GSA Annual Meeting in Indianapolis, Indiana, USA - 2018

Paper No. 37-2
Presentation Time: 9:00 AM-5:30 PM

HOW DO CARBONATES RECORD SEAWATER CHEMISTRY? THE BAHAMAS AS A MODERN ANALOGUE FOR CLIMATE RECORDS PRESERVED IN ANCIENT SHALLOW-WATER CARBONATES


GEYMAN, Emily C., Department of Geosciences, Princeton University, Princeton, NJ 08544 and MALOOF, Adam C., Geosciences, Princeton University, Princeton, NJ 08544

Much of our understanding of Earth history comes from shallow-water carbonates because deep ocean archives tend to get metamorphosed or subducted at plate margins. However, little work has been done to calibrate how ocean chemistry and early marine diagenesis are recorded in modern shallow carbonates. As a result, interpretations of climate and environmental change from ancient stratigraphy have large and unquantified uncertainties. Modern Bahamian surface sediments vary from 0 to +9 in δ13C and -8 to +1 in δ18O. If we include meteorically altered late Pleistocene sediments in the Bahamas, the δ13C range increases to -10 to +9 , the full range of the Neoproterozoic Era.
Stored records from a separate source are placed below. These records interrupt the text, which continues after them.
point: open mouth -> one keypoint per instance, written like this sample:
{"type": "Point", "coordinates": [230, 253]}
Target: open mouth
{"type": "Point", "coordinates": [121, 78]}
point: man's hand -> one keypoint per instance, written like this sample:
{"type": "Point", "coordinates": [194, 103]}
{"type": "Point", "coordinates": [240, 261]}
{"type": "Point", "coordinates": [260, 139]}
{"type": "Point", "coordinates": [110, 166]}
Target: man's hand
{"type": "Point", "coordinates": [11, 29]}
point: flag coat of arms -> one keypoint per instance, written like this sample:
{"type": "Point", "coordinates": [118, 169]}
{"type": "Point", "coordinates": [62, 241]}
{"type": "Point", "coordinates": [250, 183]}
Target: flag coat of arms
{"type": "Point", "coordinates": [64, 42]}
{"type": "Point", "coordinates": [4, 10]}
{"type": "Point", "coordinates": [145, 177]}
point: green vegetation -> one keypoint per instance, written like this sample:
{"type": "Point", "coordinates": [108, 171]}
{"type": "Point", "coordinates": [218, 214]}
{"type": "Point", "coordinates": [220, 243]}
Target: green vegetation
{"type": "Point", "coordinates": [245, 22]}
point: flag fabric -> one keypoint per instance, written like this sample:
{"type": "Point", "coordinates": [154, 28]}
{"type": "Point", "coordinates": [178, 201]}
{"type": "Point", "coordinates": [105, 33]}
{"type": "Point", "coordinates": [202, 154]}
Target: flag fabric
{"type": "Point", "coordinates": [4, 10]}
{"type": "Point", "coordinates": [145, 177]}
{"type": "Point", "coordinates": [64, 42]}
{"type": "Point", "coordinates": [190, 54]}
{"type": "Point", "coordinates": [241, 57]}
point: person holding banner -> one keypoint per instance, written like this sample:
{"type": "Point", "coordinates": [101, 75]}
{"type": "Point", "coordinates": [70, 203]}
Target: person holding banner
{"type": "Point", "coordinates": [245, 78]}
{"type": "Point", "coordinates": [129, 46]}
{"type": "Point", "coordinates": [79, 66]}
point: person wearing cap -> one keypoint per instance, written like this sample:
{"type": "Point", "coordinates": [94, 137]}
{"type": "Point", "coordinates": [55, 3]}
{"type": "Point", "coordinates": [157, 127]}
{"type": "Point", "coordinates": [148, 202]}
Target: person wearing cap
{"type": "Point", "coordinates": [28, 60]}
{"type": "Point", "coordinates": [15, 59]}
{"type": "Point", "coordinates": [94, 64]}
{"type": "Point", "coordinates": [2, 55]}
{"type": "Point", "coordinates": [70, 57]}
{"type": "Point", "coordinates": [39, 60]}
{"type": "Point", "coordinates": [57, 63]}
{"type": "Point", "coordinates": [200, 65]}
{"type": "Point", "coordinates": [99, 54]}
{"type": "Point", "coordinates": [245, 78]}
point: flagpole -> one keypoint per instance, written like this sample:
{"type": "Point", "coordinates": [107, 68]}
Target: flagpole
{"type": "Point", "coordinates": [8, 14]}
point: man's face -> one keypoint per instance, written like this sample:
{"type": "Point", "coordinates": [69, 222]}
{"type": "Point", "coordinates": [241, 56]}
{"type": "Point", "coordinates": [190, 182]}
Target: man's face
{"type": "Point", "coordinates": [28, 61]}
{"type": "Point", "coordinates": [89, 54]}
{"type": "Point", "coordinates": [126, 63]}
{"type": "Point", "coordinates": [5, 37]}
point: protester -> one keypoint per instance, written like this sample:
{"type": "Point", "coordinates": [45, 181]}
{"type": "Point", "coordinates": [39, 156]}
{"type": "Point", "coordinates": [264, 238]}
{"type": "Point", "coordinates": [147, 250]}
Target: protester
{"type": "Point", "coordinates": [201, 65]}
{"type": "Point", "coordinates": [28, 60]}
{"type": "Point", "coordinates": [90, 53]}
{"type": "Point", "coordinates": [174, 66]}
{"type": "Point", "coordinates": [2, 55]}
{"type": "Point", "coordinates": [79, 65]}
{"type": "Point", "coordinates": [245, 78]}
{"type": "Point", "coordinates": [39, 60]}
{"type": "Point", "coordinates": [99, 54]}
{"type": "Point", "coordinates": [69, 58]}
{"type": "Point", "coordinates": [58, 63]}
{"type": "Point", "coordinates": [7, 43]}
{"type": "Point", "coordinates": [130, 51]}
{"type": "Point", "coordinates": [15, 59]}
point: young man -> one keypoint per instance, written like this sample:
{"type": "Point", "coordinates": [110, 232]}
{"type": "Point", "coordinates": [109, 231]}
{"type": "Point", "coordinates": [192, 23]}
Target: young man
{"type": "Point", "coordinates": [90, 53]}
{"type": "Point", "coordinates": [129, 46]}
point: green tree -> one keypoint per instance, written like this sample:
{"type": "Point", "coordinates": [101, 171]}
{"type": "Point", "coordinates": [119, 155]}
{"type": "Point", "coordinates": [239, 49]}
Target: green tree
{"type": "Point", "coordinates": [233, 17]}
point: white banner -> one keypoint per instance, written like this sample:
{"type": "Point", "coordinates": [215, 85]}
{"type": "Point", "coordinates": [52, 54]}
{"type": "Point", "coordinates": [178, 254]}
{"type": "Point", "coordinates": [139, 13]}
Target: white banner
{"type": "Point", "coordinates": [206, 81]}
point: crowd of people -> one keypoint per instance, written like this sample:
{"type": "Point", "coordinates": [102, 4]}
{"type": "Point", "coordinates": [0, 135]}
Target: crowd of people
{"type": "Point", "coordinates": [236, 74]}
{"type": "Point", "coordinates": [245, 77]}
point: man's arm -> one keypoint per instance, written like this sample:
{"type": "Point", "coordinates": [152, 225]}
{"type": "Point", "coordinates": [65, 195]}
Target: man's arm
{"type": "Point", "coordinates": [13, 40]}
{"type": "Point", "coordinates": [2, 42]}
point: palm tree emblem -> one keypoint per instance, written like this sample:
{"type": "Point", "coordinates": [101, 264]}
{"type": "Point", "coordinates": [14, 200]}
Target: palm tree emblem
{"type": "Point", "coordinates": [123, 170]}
We integrate over 3,000 new measurements of the carbon and oxygen isotopic composition of benthic forams, solitary corals, calcifying green algae, ooids, and lime mud from the modern Bahamas with a simple coupled physical-biogeochemical model to understand how water and sediment chemistry evolve as water moves from the open ocean to the increasingly restricted waters of the Great Bahama Bank. Our study of isotopic variability in the modern Bahamas will help to deconvolve the signals of global seawater, local platform water evolution, and early diagenesis in stratigraphic records of Earth history.